MOVIE LEGEND HARRIS BATTLES CANCER
STEPHEN HAYWARDIRISH screen legend Richard Harris is fighting a desperate battle against cancer. The film star has spent the last two months in a private ward at a London hospital and has undergone courses of chemotherapy.
Former hellraiser Harris, 72, who starred in Gladiator, A Man Called Horse and This Sporting Life, plays the kindly professor Albus Dumbledore, head of Hogwarts School in the Harry Potter films.
He recently completed the second instalment of the fantasy epic - Harry Potter and the Chamber of Secrets, due to be released next month - but a double was needed for some scenes when he began to feel unwell. Harris was signed up to appear in all seven films based on J.K. Rowling's best-selling books.
Warner Brothers bosses are now making contingency plans to recast the third movie, The Prisoner of Azkaban, which is due to begin shooting in January, if he is too ill to carry on.
The actor was admitted to the intensive care unit of London's University College Hospital in August reportedly suffering with a severe chest infection.
But his legion of fans will be shocked by the true extent of his illness.
He has been under the care of a consultant haematologist who is one of the country's leading cancer specialists.
The star is also expected to undergo a series of tests in the future to see if more treatment is necessary.
Harris, famous for his hard drinking lifestyle, has been in intensive care five times before and has been given the last rites twice.
In the early 1970s doctors warned him to give up drinking or he would die. His condition was made worse when he developed high blood sugar levels.

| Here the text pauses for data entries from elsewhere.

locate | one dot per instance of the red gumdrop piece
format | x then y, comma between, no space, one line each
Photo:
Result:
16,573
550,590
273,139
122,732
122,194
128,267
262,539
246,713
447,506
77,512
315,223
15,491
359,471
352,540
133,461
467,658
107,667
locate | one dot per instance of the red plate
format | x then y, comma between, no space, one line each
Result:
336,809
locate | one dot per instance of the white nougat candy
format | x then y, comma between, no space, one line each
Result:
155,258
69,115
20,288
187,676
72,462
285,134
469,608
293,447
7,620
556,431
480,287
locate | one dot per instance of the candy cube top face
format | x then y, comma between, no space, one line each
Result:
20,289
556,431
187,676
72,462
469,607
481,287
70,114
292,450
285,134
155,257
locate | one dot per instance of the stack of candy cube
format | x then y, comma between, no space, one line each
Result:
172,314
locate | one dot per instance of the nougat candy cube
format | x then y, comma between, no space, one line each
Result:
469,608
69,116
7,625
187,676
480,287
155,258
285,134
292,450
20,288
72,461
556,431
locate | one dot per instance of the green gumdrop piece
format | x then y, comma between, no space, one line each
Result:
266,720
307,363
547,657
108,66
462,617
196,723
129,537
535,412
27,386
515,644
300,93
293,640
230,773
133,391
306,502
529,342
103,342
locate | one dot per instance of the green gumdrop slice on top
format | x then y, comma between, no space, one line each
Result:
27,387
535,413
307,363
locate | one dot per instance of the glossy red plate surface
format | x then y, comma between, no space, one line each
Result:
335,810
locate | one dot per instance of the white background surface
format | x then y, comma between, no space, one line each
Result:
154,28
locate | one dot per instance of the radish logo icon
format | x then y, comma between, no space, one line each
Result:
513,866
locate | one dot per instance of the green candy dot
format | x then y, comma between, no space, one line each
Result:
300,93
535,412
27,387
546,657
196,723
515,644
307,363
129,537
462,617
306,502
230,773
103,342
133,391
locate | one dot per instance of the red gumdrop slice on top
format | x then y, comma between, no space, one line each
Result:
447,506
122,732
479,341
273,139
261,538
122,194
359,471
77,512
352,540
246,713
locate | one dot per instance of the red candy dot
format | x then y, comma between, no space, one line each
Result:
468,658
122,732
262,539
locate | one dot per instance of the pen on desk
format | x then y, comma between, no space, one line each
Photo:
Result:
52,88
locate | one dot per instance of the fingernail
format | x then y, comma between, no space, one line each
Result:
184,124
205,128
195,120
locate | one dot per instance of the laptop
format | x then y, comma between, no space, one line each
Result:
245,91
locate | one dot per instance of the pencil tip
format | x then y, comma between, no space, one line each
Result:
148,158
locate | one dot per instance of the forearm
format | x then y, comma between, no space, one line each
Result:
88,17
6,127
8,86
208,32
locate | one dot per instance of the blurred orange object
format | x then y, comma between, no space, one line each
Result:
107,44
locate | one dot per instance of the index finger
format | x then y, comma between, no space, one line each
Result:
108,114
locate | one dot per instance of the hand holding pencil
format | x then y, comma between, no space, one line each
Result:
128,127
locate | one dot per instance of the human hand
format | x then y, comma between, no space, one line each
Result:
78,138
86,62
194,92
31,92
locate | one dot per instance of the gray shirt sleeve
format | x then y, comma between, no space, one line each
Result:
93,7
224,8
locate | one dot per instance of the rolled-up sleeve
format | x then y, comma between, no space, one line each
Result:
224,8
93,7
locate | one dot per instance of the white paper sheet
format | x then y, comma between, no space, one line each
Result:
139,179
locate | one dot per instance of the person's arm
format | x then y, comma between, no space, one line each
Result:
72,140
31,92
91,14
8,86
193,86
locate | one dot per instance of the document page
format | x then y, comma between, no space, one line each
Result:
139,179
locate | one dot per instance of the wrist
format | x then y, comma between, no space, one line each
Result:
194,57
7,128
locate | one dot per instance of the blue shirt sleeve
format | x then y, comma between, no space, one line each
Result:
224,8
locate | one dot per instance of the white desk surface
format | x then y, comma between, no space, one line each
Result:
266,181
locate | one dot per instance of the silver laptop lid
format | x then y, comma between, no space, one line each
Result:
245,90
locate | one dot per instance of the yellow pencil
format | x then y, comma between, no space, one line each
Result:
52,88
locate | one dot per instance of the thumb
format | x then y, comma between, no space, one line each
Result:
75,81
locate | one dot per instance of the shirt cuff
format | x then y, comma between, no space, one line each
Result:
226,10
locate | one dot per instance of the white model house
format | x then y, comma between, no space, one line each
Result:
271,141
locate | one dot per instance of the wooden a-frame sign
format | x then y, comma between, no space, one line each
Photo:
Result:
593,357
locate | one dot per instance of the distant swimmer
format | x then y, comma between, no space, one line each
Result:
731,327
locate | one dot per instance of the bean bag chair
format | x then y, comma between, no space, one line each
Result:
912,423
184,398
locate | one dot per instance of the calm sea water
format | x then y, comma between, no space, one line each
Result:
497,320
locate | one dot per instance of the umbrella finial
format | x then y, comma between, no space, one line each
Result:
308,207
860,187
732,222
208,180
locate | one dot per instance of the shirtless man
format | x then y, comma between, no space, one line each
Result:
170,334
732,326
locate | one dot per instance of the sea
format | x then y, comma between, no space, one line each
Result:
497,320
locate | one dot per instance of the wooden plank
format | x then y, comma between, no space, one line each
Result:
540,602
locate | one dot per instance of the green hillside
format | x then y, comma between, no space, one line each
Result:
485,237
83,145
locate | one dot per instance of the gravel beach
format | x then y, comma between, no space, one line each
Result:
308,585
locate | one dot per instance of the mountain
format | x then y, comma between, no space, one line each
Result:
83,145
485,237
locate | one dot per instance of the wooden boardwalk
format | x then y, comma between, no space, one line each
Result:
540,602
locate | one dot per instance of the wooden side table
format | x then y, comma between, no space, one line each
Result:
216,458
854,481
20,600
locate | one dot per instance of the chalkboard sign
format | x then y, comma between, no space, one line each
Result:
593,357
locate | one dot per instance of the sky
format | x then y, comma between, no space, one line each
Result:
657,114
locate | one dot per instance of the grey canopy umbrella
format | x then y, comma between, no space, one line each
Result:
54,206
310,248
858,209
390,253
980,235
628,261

But the Limerick-born star became hooked on hard drugs instead and later overdosed on cocaine.
The incident made Harris give up alcohol and drugs for what he calls 13 "boring" years as he pulled himself back from the brink.
"I wasn't going to die of an overdose of drugs," he once said. "I would rather die of a heart attack on some beautiful blonde or from alcohol."
Two broken marriages were the result of Harris's excessive drinking and womanising.
Elizabeth Ogmore, the mother of his three children, and actress Ann Turkel walked out on Harris, unable to put up with his erratic behaviour.
But Harris has no regrets for the way he has lived his life, saying: "If I was analysing myself I would consider myself an excessive compulsive - which is everything I do has to be compulsive.
"I have to go the whole way or it doesn't work for me"
News of the illness comes as his latest movie, My Kingdom, is released this weekend.
In the film, inspired by Shakespeare's King Lear, Harris plays an ageing gangster whose kingdom is his criminal empire in Liverpool.